A Global Voice for Survival: An Ecosystemic Approach for the Environment and the Quality of Life

Resource

A Global Voice for Survival: An Ecosystemic Approach for the Environment and the Quality of Life

In view of the overwhelming  pressures on the global environment and the need to disrupt the systems that drive them, an ecosystemic theoretical and practical framework is posited for the evaluation and planning of public policies, research and teaching programmes, encompassing four dimensions of being-in-the-world (intimate, interactive, social and biophysical), as they combine, as donors and recipients, to induce the events (deficits/assets), cope with consequences (desired/undesired) and contribute for change (potential outputs). The focus should not be on the “bubbles” of the surface (consequences, fragmented issues), but on the configurations deep inside the boiling pot where the problems emerge. New paradigms of development, growth, power, wealth, work and freedom, embedded at institutional level, include heterogeneous attributes, behaviours and interactions and the dynamics of the systems (institutions, populations, political, economic, cultural and ecological background). Instead of dealing with the bubbles (segmented, reduced issues) and trying to solve isolated and localized problems without addressing the general phenomenon, the proposal emphasizes the definition of the problems deep inside the “boiling pot”, where the problems emerge, encompassing the current “world-system” with its boundaries, structures, techno-economic paradigms, support groups, rules of legitimation, and coherence.
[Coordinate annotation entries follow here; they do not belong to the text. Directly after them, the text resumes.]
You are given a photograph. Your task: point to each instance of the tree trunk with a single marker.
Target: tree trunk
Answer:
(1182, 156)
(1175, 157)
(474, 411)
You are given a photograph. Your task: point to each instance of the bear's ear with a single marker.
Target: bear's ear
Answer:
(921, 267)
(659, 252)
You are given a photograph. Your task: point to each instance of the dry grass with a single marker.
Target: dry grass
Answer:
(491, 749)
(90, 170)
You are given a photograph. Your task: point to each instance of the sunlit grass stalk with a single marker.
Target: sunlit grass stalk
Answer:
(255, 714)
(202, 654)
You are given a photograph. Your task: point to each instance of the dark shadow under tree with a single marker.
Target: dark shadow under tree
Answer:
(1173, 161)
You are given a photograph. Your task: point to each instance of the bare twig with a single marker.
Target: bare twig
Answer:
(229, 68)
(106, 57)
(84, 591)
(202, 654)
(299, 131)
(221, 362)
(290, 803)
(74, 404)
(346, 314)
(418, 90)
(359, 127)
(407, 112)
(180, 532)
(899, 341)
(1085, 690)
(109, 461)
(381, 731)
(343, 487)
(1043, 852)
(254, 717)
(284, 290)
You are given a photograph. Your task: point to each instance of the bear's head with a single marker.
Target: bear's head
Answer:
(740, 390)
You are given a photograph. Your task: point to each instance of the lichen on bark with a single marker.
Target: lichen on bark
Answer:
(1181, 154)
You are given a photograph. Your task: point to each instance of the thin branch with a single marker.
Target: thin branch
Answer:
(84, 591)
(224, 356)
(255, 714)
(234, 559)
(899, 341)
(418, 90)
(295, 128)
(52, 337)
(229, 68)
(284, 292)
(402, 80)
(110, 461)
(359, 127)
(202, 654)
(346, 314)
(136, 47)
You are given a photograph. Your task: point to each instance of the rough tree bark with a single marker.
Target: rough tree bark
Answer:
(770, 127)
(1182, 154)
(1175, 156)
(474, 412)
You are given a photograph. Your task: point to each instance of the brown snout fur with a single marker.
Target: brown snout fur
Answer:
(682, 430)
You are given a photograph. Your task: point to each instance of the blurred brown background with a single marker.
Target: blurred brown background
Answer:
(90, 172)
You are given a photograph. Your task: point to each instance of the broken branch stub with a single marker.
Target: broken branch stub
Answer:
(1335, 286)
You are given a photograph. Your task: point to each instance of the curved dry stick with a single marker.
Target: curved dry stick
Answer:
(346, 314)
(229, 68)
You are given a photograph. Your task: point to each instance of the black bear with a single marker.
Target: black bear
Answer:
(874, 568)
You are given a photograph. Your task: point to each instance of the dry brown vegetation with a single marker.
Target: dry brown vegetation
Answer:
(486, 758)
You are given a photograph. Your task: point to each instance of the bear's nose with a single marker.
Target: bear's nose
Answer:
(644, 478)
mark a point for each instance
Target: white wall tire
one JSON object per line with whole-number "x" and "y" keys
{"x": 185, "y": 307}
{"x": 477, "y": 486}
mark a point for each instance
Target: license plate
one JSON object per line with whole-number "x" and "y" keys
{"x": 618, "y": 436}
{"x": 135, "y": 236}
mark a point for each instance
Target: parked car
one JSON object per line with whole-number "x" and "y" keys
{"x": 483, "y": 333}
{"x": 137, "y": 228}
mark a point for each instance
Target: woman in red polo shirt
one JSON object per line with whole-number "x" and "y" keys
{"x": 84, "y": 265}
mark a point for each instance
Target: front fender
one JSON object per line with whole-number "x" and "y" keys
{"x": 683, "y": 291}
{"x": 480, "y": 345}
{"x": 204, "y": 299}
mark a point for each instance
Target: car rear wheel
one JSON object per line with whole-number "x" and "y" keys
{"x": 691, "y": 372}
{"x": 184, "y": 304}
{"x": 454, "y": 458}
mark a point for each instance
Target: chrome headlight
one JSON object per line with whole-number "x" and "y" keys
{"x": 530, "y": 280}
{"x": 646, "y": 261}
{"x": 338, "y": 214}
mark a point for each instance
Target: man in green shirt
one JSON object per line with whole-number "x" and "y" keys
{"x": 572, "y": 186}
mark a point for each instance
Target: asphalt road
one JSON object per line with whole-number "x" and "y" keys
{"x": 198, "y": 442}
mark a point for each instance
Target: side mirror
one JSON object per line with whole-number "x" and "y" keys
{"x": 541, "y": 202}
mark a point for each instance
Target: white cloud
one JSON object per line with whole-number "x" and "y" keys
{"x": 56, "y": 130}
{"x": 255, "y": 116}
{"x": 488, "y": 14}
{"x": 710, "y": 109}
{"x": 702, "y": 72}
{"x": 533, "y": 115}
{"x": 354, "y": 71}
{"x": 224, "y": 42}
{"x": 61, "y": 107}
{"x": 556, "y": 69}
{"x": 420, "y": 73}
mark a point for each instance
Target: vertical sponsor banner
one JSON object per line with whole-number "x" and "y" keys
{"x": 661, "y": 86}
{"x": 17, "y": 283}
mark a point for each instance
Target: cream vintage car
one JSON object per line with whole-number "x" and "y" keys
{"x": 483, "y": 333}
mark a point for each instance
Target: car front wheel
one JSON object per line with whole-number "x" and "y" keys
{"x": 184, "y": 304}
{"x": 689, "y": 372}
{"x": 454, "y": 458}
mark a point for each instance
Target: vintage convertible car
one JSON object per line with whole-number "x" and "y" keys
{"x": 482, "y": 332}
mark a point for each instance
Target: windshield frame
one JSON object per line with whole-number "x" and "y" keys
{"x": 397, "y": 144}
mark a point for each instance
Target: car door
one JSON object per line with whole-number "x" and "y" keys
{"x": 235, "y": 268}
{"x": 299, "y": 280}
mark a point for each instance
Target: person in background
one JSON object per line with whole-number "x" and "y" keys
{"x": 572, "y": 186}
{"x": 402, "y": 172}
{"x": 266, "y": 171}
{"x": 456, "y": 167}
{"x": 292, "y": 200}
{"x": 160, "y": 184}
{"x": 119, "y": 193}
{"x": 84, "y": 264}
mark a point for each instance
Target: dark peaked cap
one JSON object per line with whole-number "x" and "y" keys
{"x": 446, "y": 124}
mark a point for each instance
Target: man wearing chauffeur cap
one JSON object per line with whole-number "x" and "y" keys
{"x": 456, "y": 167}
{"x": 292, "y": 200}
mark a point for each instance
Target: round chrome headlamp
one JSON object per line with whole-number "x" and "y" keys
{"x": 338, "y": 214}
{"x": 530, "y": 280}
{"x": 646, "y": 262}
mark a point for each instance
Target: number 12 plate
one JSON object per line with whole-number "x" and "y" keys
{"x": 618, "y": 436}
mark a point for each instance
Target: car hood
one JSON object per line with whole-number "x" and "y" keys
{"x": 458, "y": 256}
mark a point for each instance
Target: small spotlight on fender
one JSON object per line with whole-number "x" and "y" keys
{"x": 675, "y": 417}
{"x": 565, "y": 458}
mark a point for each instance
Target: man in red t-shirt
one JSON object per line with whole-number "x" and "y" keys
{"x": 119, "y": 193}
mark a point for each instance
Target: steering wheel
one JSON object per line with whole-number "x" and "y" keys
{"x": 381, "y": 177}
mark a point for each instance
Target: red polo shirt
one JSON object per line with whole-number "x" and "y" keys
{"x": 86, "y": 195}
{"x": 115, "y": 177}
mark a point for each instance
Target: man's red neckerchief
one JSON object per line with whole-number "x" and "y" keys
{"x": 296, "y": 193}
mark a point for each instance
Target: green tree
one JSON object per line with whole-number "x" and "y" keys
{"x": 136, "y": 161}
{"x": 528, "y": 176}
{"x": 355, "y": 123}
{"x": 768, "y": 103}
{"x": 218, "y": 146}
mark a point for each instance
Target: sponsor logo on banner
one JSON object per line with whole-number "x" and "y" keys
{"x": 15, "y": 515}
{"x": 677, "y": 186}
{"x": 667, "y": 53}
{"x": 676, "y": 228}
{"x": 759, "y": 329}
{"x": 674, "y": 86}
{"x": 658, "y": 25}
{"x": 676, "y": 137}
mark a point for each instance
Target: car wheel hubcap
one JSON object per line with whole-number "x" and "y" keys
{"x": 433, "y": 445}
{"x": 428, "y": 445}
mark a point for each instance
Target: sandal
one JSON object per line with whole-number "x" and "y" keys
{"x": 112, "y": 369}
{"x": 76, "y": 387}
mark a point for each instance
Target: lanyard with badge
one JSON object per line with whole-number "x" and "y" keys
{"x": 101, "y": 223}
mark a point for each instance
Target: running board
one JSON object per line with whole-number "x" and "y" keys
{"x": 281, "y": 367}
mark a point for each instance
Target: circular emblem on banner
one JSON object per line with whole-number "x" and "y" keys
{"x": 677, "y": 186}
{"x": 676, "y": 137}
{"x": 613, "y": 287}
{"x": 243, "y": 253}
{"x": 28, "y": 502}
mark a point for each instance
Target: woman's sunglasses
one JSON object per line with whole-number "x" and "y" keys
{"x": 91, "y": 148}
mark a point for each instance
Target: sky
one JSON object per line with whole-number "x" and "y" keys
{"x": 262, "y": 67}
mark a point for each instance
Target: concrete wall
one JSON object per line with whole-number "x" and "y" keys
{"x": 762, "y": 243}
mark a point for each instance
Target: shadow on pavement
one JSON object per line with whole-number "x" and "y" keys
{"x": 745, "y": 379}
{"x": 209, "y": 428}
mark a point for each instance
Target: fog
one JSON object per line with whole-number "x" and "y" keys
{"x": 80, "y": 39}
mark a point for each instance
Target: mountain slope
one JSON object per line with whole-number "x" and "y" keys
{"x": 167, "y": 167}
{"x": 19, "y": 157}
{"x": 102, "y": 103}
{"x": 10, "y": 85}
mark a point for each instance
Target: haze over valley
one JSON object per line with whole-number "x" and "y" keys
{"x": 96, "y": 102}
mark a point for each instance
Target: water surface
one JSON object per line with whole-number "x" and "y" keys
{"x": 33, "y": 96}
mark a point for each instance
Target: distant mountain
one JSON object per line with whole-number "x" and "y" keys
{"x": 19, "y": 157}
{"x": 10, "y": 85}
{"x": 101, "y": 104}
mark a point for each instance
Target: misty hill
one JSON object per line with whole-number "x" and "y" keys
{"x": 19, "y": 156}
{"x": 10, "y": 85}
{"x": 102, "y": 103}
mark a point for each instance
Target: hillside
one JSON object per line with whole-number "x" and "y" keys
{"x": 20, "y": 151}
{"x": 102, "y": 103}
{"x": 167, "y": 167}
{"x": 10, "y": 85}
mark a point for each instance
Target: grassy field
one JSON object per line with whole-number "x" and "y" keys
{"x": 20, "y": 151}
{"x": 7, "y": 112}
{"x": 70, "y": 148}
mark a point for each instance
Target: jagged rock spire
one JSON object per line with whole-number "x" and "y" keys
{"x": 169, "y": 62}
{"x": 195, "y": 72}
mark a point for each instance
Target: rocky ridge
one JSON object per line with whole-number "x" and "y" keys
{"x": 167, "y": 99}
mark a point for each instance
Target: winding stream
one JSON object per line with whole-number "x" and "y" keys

In the socio-cultural learning niches, heuristic-hermeneutic experiences generate awareness, interpretation and understanding beyond established stereotypes, both from a thematic (“what”) and an epistemic point of view (“how”).
Ref.: PILON, A. F., A Global Voice for Survival: An Ecosystemic Approach for the Environment and the Quality of Life, University Library of Munich, MPRA Paper No. 74918, 2016. DOI: 10.13140/RG.2.2.29906.96960 [online]:
https://mpra.ub.uni-muenchen.de/76172/1/MPRA_paper_76172.pdf

As a result of the proposal it is expected that public policies, research and teaching programmes would:

1) define the problems in the core of the “boiling pot” in view of a holistic, ecosystemic framework, instead of reducing them to the bubbles of the surface (effects, fragmented, taken for granted issues);

2) combine the four dimensions of being in the world (intimate, interactive, social and biophysical) in the diagnosis and prognosis of the events, assessing their deficits and assets, as donors and recipients;

3) promote the singularity of (identity, proper characteristics) and the reciprocity (mutual support) between all dimensions of being in the world in view of their complementarity and dynamic equilibrium;

4) contribute for the transition to an ecosystemic model of culture, in order to deal with the problems of difficult settlement or solution in the world, as an essential condition for consistency, effectiveness and endurance.